A esta hora solo puede ser él. Los
golpes resuenan con la urgencia de tantas veces en las que ha vuelto para
exigirle dinero o para llevarse medio a la fuerza las pocas cosas por las que
le darían algunos euros en el mercadillo. Había jurado no volver a abrirle,
pero algo en el golpeteo nervioso la obliga a acercarse y desatrancar la
puerta.
─Mama, me vienen siguiendo. Traigo un
navajazo en la pierna.
Por el hueco a medias abierto asoma la
cara pálida, sin afeitar, y tras ella el cuerpo vacilante, la sangre que desde
la ingle empapa el vaquero gastado. La mujer lo deja pasar y cierra deprisa,
mientras él se derrumba en el sofá desvencijado.

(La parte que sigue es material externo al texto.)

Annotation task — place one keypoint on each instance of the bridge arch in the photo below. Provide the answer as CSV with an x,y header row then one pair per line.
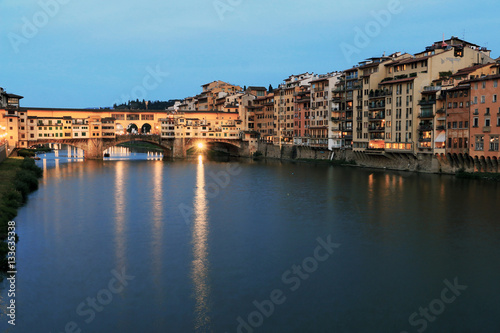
x,y
119,129
146,128
226,146
132,128
79,144
155,140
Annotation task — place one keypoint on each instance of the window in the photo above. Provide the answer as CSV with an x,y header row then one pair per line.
x,y
480,142
475,122
494,143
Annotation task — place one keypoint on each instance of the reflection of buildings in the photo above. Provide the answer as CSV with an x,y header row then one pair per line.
x,y
200,252
119,194
157,230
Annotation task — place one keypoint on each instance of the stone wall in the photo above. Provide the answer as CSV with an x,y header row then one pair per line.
x,y
3,153
394,161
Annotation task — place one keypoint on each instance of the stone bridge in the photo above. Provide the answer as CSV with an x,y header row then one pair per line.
x,y
176,147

─Tráeme la merienda ─le pide zalamero.
Debería llamar a un médico, es una
herida fea. Sin embargo marcha hasta la cocina arrastrando los pies y vuelve
con un trozo de pan con chocolate. El muchacho devora y, al tiempo, la sombra
oscura de la barba se vuelve pelusa dorada y se le redondean las mejillas.
─Cuéntame un cuento, anda.
La mujer se sienta en la mecedora, el
niño se le acurruca en brazos. La historia de la luna y el lobo, que tanto le
gusta, lo hace sonreír y entre los labios tiernos asoma la mella de una
de las paletas. Pronto no se oye más que la respiración acompasada del bebé, el
runrún de los balancines y el susurro bajito de la nana.

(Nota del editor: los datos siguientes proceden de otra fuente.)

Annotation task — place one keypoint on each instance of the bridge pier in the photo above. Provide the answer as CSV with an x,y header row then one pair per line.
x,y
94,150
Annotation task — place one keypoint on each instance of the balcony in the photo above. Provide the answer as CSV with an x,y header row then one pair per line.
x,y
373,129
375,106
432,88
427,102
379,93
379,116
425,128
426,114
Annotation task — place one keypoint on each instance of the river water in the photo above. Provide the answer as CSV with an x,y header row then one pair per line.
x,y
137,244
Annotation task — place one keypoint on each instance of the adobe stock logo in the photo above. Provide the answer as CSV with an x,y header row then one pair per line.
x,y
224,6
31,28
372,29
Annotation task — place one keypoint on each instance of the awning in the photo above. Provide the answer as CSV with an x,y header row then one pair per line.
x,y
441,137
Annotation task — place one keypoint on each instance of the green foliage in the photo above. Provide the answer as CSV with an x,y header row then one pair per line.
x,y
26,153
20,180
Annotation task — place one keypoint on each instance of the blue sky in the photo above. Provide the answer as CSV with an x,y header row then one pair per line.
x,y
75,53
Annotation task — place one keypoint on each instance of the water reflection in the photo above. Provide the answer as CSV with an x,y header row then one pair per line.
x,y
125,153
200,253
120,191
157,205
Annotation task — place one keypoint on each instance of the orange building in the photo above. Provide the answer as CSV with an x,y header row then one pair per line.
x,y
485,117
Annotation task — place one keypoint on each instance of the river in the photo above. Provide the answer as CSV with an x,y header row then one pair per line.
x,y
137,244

Dos nuevos aldabonazos la sobresaltan
cuando está a punto de quedarse dormida. Tres tipos entran en tropel en busca
del hijo y escudriñan violentos cada rincón de la casucha. Ella, de pie,
curvando la espalda para contrapesar el abultado vientre, los deja hacer con
una mezcla de tristeza y desprecio en la mirada. Hasta que al fin se
marchan, convencidos de que allí no pueden encontrarlo.
Dejándose caer de nuevo en la mecedora,
la mujer abraza su cintura fláccida. Mañana sin falta irá a pedirle al
ginecólogo que le ligue las trompas.